The Department of Jobs, Enterprise and Innovation (the DJEI) has launched a consultation in which it seeks feedback on various implementation options open to Member States under the new accounting Directive, Directive 2013/34/EU (the Directive) on annual financial statements, consolidated financial statements and related reports. The Directive is due to be implemented into Irish law in 2015.
The approach of the Directive is described as "think small first". This approach imposes basic requirements on small companies or groups and gradually imposes additional requirements on medium-sized companies and groups, with the most onerous requirements being imposed on large companies and groups, as well as "public interest entities". This approach differs from old accounting Directives where the largest company types were the norm, with various derogations and exemptions for small and medium sized companies. As a result of the new approach, Member State options and derogations are significantly reduced.
The consultation outlines all of the options and derogations, and seeks specific comments through 104 separate questions. Some of the options available under the Directive, on which the DJEI is seeking comments, are:
- Thresholds - there is a limited scope in the Directive to set thresholds for small companies.

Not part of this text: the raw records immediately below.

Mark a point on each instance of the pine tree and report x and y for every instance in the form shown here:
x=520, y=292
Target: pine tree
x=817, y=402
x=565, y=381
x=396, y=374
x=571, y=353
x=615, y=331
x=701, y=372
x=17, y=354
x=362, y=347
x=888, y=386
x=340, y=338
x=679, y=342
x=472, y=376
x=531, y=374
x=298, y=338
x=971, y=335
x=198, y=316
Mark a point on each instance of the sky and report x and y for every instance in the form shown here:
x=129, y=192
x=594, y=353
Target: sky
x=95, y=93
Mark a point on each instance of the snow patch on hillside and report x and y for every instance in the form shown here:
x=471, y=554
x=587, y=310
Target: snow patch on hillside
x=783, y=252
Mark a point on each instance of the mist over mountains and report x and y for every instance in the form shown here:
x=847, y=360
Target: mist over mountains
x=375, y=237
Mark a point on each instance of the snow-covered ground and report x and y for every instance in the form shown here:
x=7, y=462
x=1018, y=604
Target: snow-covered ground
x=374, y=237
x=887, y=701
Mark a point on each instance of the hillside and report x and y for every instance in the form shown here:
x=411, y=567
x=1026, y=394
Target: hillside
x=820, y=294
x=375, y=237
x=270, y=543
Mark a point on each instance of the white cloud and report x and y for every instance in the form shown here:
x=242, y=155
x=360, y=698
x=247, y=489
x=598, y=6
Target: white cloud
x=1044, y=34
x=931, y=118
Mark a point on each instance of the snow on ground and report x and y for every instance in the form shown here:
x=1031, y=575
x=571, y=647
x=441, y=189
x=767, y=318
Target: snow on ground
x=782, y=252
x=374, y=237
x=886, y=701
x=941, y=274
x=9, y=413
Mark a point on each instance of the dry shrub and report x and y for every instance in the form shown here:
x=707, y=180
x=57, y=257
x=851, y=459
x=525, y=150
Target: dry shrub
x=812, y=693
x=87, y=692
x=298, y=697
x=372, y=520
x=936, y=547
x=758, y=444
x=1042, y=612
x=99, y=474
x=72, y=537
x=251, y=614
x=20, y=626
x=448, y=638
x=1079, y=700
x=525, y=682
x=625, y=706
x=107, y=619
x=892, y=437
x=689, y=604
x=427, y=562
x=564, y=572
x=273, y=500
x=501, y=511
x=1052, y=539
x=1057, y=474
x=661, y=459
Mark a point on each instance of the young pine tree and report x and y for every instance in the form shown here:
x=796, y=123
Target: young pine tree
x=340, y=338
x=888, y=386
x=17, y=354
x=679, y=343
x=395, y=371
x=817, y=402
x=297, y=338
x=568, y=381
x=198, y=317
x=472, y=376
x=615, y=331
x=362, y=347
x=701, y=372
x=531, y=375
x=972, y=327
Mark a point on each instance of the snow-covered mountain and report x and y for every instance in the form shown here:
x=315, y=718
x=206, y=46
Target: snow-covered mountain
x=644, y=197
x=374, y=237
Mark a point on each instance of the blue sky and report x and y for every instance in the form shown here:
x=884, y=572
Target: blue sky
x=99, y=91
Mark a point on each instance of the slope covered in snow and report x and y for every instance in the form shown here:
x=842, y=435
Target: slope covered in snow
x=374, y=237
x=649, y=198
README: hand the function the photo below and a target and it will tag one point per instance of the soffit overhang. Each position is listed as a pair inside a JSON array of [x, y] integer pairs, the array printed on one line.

Under Article 3, thresholds may be set at a balance sheet total level between €4,000,000 and €6,000,000 and net turnover between €8,000,000 and €12,000,000 but Member States may not set it below or above those limits. The consultation seeks feedback on whether the thresholds should be set at the upper or lower limit.
- "Public interest entities" (or PIEs) – PIEs are listed companies whose securities are admitted to trading on a "regulated market" (in Ireland this is the Main Securities Market), along with banks and insurance entities, whether listed or not. Under Article 2, there is an option for Member States to designate other company types as PIEs. The consultation seeks comments on whether the scope should be expanded. The current Audit Directive contains a similar option which Ireland did not exercise;
- Additional financial information/statements – under Article 4, with the exception of small companies, the law can require the inclusion of additional financial information or statements other than those required by the Directive – the consultation seeks views on whether this should be introduced or not;
- Corporate Governance Statement – Article 20 of the Directive allows Member States to permit "regulated market" companies to produce a corporate governance statement separate from the directors' report, provided it is filed in the CRO together with the directors' report, or posted on the company's website. The consultation seeks views on this and also whether companies with securities other than shares admitted to trading on a regulated market or on any market, should be exempt from making disclosures relating to the corporate governance code, the operation of shareholder meetings and the functioning of the board;
- Consolidation – there are a number of options around consolidation of accounts in the case of group companies;
- General publication requirement – unlimited companies fall within the scope of the Directive where all the unlimited shareholders are themselves, limited companies. Under Article 30 of the Directive, Member States may exempt such unlimited companies from the obligation to file their financial statements and management report with the CRO provided they are available to the public from the head office of the undertaking concerned. The DJEI states in the consultation paper that broadly, these are cases where all the unlimited shareholders are limited companies of another Member State or of a third country. The consultation seeks views on whether or not they should be exempted as outlined;
- Unlimited companies – as mentioned above, as a general rule, unlimited companies fall within the scope of the Directive where all the shareholders are themselves limited companies. However, under Article 38(1) of the Directive, Member States have an option to require limited companies which are shareholders of unlimited companies to have the financial statements of the unlimited company prepared and audited in accordance with the requirements of the Directive and file them with their own financial statements in the CRO. In addition, where the financial statements of the unlimited company are filed in the companies registry of another EEA Member State (in accordance with Article 38 (1) set out above), there is an option for that company to be exempt from drawing up financial statements for filing in the CRO. Member States may also exempt unlimited liability undertakings from the requirements of the Directive where they are included in the consolidated financial statements of an EEA group. The consultation seeks feedback on all of these options.
The consultation is open until Monday 31 March 2014.